We’ve all heard of matter, but have you heard of antimatter..?
Antimatter is the mirror partner of matter. Every matter particle has an antimatter partner – a particle with the same mass but opposite charge. When matter and antimatter collide they annihilate each other.
Back in 2008, astronomers at several space-based experiments observed some unexpected antimatter orbiting above the Earth’s atmosphere. The observations were puzzling: where could this excess of positrons (the antimatter partners of electrons) have come from?
There were two theories – could the positrons be related to Dark Matter, the invisible substance that has perplexed scientists for decades, or were they emitted by two nearby pulsars?
“Pulsars were first discovered when we looked up in the sky and saw pulsing objects, and what we know these are now are neutron stars – a neutron star is the result of a collapsed star that collapses, not to a black hole, but to an incredibly dense, small body. You have a giant nucleus spinning around and you’ve got a spinning magnetic field which produces a beam of light and particles. We call them pulsars because, if that beam along the magnetic field hits us, we often see pulses of light or x-rays or even gamma rays timed to the rotation of that neutron star” explained Prof. Jordan Goodman of the University of Maryland, who is a spokesperson for the HAWC collaboration.

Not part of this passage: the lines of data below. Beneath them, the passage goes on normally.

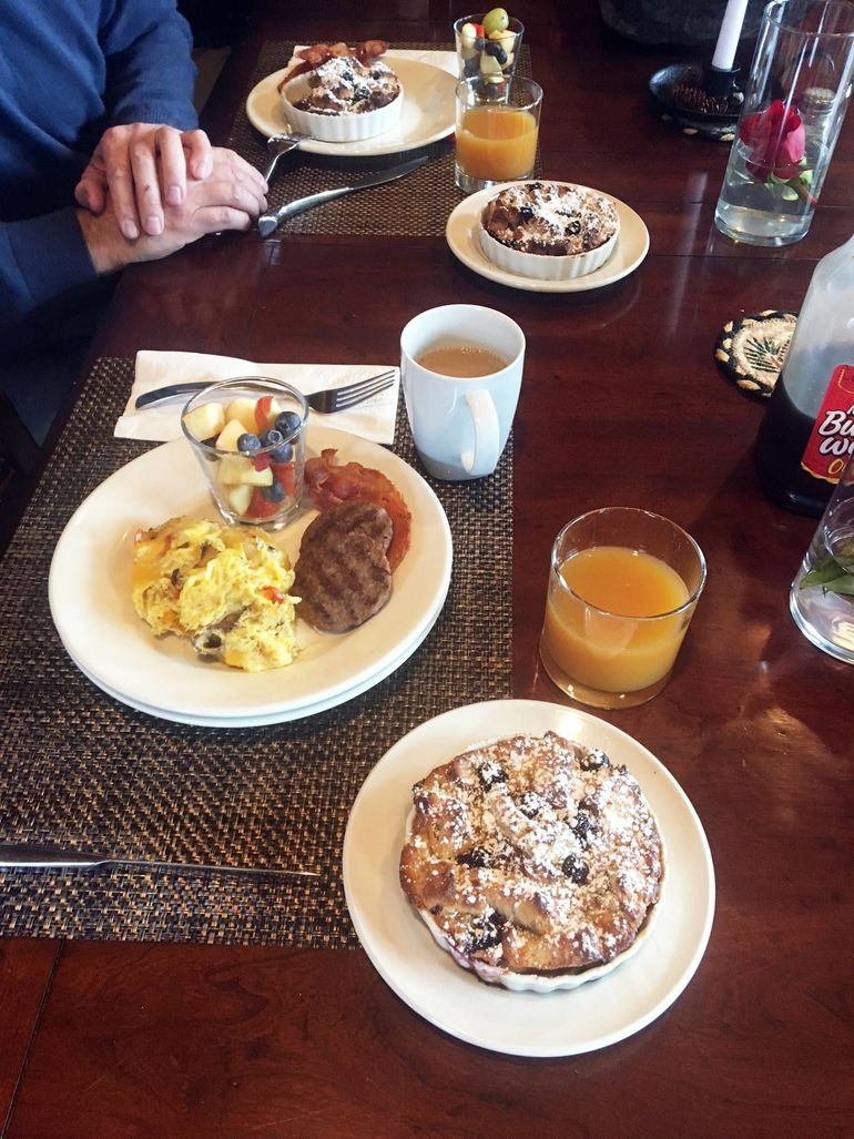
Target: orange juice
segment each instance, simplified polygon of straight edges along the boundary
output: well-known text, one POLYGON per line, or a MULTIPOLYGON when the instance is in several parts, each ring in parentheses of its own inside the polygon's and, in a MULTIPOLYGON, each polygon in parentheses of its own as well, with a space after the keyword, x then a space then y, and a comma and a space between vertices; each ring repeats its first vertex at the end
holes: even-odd
POLYGON ((470 178, 503 182, 534 170, 537 123, 529 110, 471 107, 457 132, 457 164, 470 178))
POLYGON ((552 571, 541 642, 552 679, 557 666, 570 685, 637 693, 666 678, 690 618, 690 607, 674 613, 689 599, 675 570, 640 550, 596 546, 567 558, 560 577, 552 571))

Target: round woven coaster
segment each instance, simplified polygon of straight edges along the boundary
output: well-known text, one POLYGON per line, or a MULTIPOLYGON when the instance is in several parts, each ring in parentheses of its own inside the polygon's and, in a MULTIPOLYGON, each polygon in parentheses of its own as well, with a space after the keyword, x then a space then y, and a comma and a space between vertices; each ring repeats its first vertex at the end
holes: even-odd
POLYGON ((721 370, 745 392, 767 399, 795 331, 797 313, 767 309, 729 320, 715 343, 721 370))

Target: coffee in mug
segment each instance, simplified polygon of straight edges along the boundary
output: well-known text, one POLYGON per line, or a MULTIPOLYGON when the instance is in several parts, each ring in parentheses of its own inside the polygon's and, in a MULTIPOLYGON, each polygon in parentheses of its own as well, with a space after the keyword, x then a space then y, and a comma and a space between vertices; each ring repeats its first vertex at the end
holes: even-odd
POLYGON ((435 478, 495 469, 516 413, 525 336, 502 312, 446 304, 401 334, 401 380, 416 450, 435 478))
POLYGON ((508 361, 496 352, 477 347, 475 344, 447 344, 427 349, 418 358, 418 363, 440 376, 457 376, 460 379, 476 379, 501 371, 508 361))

“One of the possible backgrounds that could be producing this excess of positrons is local sources. The most likely local sources are middle-aged, nearby pulsars. The idea is a middle-aged pulsar has been around long enough to send its electrons and positrons to the vicinity of earth. These two objects that we’ve seen are two of the nearby pulsars that have been the prime suspects for this positron excess..."
When radiation from space enters our atmosphere it creates a shower of particles, with sometimes a million particles cascading to the ground. HAWC – the High Altitude Water-Cherenkov Gamma Ray Observatory in Mexico – detects these particles using an array of 300 tanks, each holding almost 200,000 litres of water. These tanks are known as water-Cherenkov detectors and are used to observe flashes of light – known as Cherenkov radiation – that are emitted by particles when moving through a medium, such as air or water, faster than light is able to travel in that medium. HAWC uses measurements from each detector to build a picture of what’s happening.
“If you think about how we reconstruct the direction a particle came from, it’s like if you put your hand on the keyboard of your computer. If you touched all of the keys at the same time you’d know your hand was going straight down. If you came in from the PLM side you’d know it was coming in from the right or the AQZ side you’d know it was coming in from the left first - you can tell the arrival direction of your hand. That’s what we do with our showers, we point them back into space based on the arrival time of the light in the water across these 300 detectors.”
HAWC has been able to observe radiation from the two pulsars and use a simple model to show that it’s very unlikely the neutron stars could produce positrons able to reach Earth and account for the excess. As Goodman puts it: "we haven’t ruled out that they’re not the cause, we’ve just given them a good alibi.” This could mean the excess positrons are related to dark matter, and may in the future help us to understand this mysterious part of our Universe.